前記キレート試薬の濃度は、０．００６～０．５００ｍｏｌ／Ｌである、請求項４に記載の生体試料保存剤。　
前記キレート試薬は、クエン酸ナトリウム及びクエン酸三ナトリウム一水和物の少なくともいずれか一方を含む、請求項４又は５に記載の生体試料保存剤。　
０．００４～１０．０００ｍｏｌ／Ｌの緩衝剤をさらに含む、請求項１～６のいずれか一項に記載の生体試料保存剤。　
前記緩衝剤の濃度は、０．０１０～５．０００ｍｏｌ／Ｌである、請求項７に記載の生体試料保存剤。　

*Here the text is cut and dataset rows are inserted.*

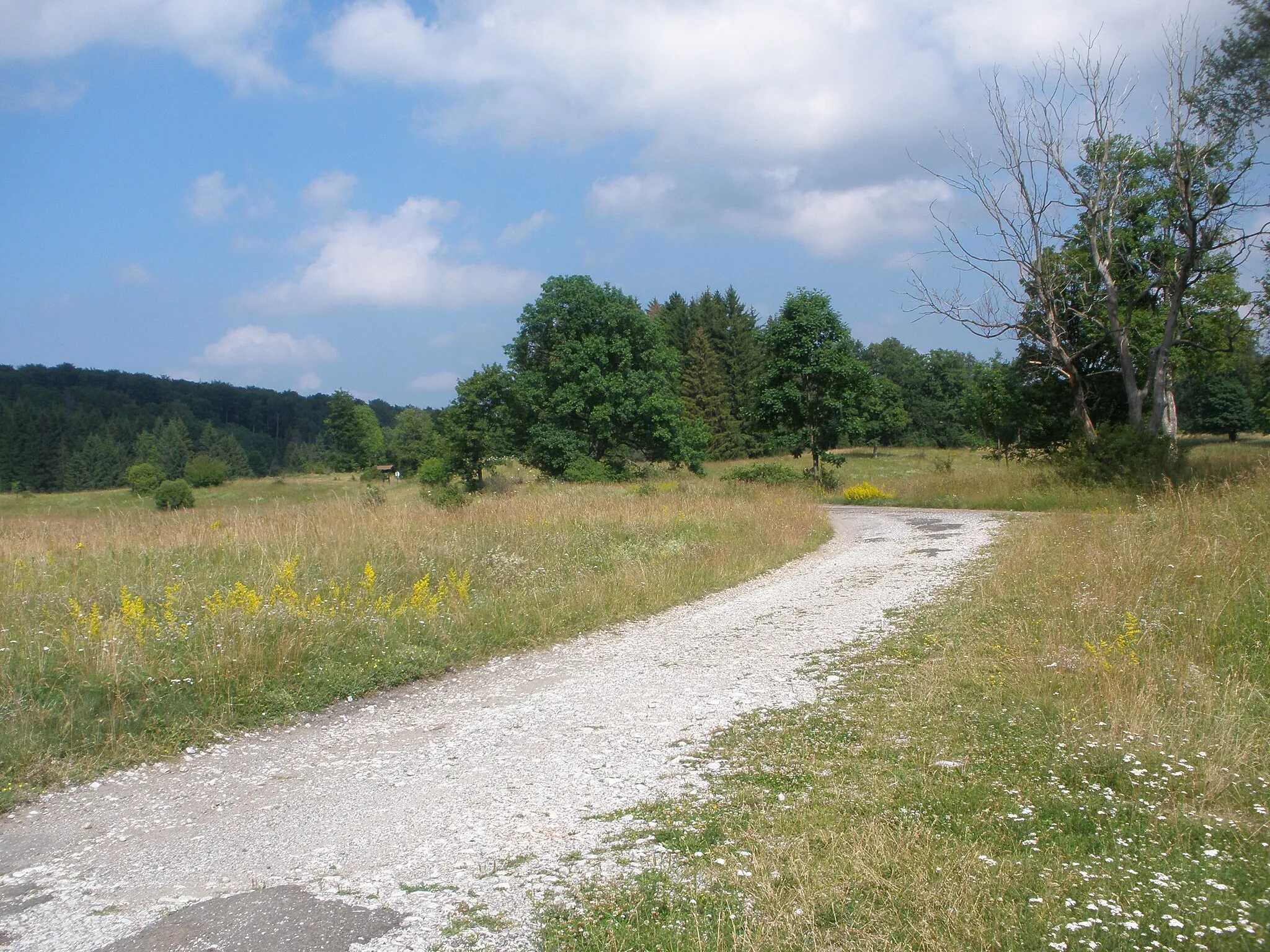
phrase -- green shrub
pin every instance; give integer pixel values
(447, 495)
(587, 470)
(433, 472)
(205, 471)
(1123, 456)
(174, 494)
(768, 474)
(144, 479)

前記緩衝剤は、エチレンジアミン四酢酸緩衝液を含む、請求項７又は８に記載の生体試料保存剤。　
０．２５～３０重量％の賦形剤をさらに含む、請求項１～９のいずれか一項に記載の生体試料保存剤。　
凍結乾燥された粉末である、請求項１～１０のいずれか一項に記載の生体試料保存剤。　
所定の溶媒に、１．０～１０．０ｍｏｌ／Ｌの化学式ＮＨ４^＋で示される多原子一価陽イオンを有する物質又は前記多原子一価陽イオンから構成される化合物を添加する第１の添加工程を含む、生体試料保存剤の製造方法。　

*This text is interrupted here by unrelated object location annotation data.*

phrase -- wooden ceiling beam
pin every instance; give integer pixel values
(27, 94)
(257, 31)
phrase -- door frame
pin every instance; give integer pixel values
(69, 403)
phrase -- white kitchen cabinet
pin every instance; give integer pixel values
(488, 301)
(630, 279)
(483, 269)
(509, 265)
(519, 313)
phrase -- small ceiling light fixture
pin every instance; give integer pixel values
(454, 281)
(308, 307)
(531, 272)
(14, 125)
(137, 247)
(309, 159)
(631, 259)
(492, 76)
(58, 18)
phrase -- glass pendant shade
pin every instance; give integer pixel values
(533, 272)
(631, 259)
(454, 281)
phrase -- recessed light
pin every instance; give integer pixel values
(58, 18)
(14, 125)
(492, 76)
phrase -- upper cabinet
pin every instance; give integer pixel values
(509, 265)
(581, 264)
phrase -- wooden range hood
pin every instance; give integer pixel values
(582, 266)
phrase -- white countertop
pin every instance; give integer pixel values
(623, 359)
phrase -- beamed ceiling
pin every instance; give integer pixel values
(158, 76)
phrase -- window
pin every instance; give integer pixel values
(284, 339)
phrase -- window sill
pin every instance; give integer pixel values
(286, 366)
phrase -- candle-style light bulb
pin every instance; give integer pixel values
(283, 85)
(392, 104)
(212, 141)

前記第１の添加工程により得られた溶液に対して、０．２５～３０重量％の賦形剤をさらに添加する第２の添加工程をさらに含む、請求項１２に記載の生体試料保存剤の製造方法。　
前記第２の添加工程により得られた溶液に対して、－１０℃～－１００℃で凍結乾燥する凍結乾燥工程をさらに含む、請求項１３に記載の生体試料保存剤の製造方法。　

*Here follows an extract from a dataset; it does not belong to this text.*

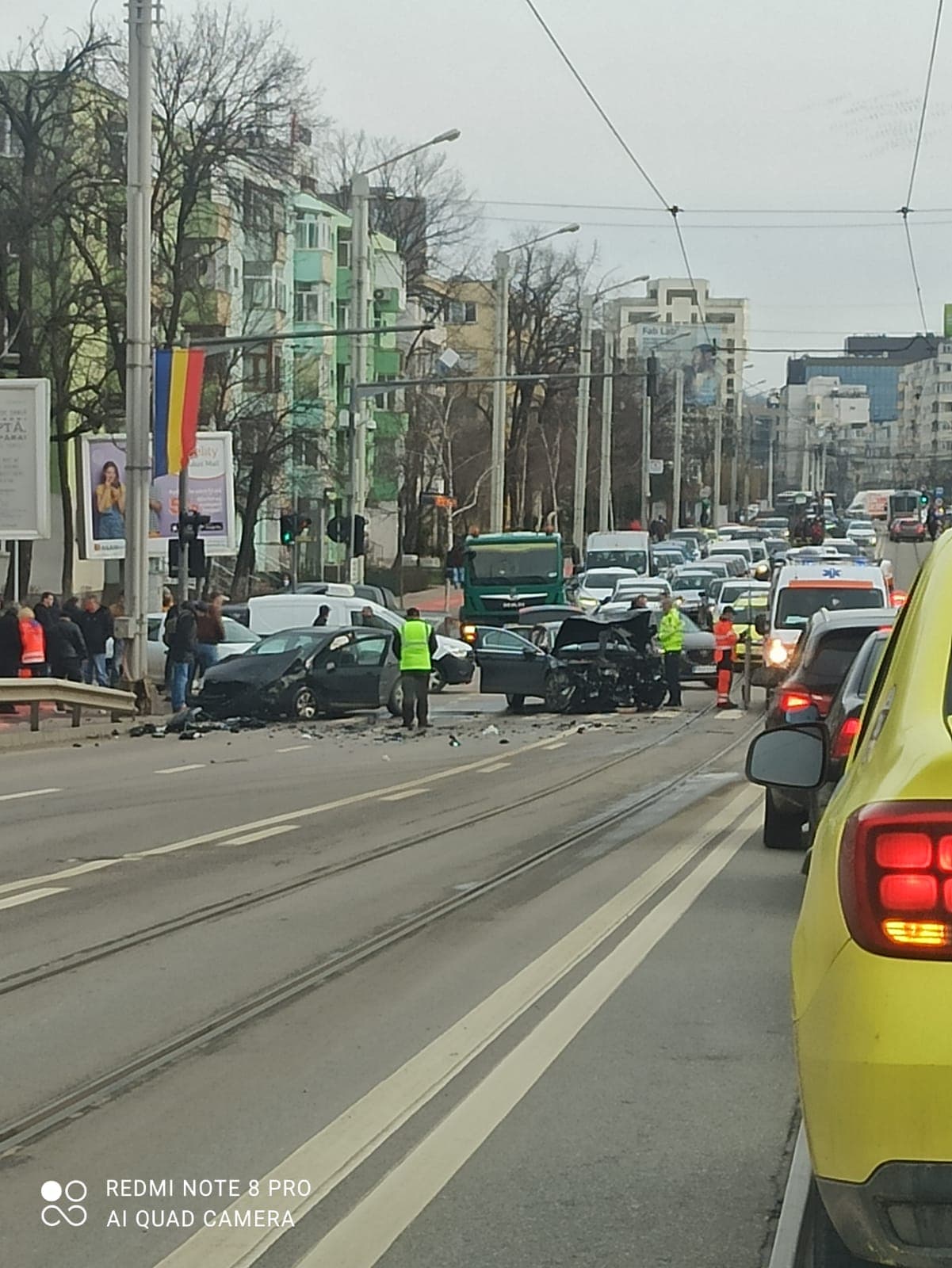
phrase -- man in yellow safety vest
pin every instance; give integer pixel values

前記第１の添加工程により得られた溶液に対して加温条件下又は真空条件下で脱水をする脱水工程をさらに含む、請求項１２に記載の生体試料保存剤の製造方法。　
１．０～１０．０ｍｏｌ／Ｌの化学式ＮＨ４^＋で示される多原子一価陽イオンを有する物質又は前記多原子一価陽イオンから構成される化合物を含む生体試料保存剤溶液に、生体試料を浸漬して常温で保存する保存工程を含む、生体試料保存方法。　
１．０～１０．０ｍｏｌ／Ｌの化学式ＮＨ４^＋で示される多原子一価陽イオンを有する物質又は前記多原子一価陽イオンから構成される化合物を含む生体試料保存剤を含む、生体試料保存のためのキット。